Trotzdem haften auch Banken und Versicherungen für ihre Investitionsentscheidungen. Alle Gläubiger sollten sich an der Umschuldung Griechenlands beteiligen; denn Risiko und Haftung gehören in eine Hand. Nachdem Europas Rettungspolitiker durch Anleihekäufe von EZB, Landesbanken und anderer staatlicher Stellen die Lasten von privaten in öffentliche Hände umverteilt haben, muss wohl oder übel der Steuerzahler auch als Gläubiger einen Großteil der Rechnung begleichen.

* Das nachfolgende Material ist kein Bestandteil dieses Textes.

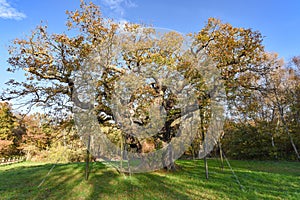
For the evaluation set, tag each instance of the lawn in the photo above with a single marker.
(259, 180)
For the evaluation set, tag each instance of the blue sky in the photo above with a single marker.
(278, 21)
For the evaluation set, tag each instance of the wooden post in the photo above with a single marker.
(87, 159)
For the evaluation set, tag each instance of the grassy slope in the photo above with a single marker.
(261, 180)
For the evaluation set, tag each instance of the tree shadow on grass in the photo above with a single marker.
(136, 186)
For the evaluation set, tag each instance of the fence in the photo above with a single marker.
(11, 160)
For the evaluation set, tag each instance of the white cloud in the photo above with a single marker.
(118, 6)
(8, 12)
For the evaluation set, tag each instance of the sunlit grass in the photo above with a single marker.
(259, 180)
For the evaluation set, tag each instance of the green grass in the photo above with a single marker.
(260, 180)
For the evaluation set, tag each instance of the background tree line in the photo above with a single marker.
(261, 91)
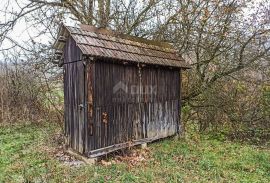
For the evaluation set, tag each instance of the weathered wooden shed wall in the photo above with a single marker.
(74, 96)
(150, 108)
(118, 92)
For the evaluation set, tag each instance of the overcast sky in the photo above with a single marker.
(22, 31)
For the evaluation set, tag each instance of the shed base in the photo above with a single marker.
(89, 161)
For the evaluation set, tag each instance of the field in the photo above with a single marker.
(29, 153)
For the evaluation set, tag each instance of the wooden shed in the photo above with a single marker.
(119, 90)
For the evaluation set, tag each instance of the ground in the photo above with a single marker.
(32, 153)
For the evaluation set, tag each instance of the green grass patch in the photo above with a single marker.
(202, 159)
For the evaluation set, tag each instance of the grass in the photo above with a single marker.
(24, 156)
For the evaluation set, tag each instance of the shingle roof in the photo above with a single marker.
(106, 44)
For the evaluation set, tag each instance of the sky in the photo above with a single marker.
(23, 31)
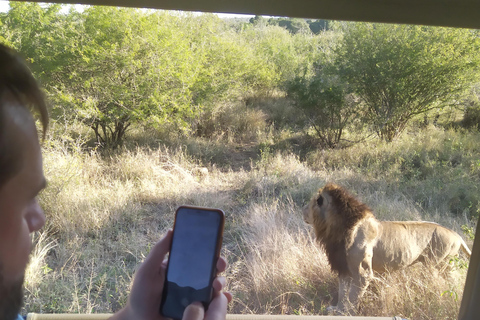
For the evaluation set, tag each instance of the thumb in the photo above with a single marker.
(194, 311)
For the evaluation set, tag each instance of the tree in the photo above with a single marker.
(325, 98)
(400, 71)
(328, 106)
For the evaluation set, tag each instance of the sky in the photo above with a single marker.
(4, 7)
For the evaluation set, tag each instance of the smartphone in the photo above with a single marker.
(194, 251)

Der Plan eines Hebels ist brandgefährlich

Der Plan, mit einem Hebel die Finanzkraft des Krisenfonds EFSF zu verfünffachen, ist brandgefährlich. Erstens haben Banken mit solchen Kredithebeln die Weltwirtschaft in den Abgrund jongliert. Zweitens vervielfachte sich das Haftungsrisiko für den Steuerzahler. Drittens ist es eine Illusion zu glauben, die Märkte ließen sich von mehr finanzieller Feuerkraft beeindrucken. Im Gegenteil stiege dann die Gefahr, dass die Billionen von der Politik und vom Markt abgerufen werden, während gleichzeitig alle Sparanstrengungen in den Schuldenstaaten ausgehebelt würden.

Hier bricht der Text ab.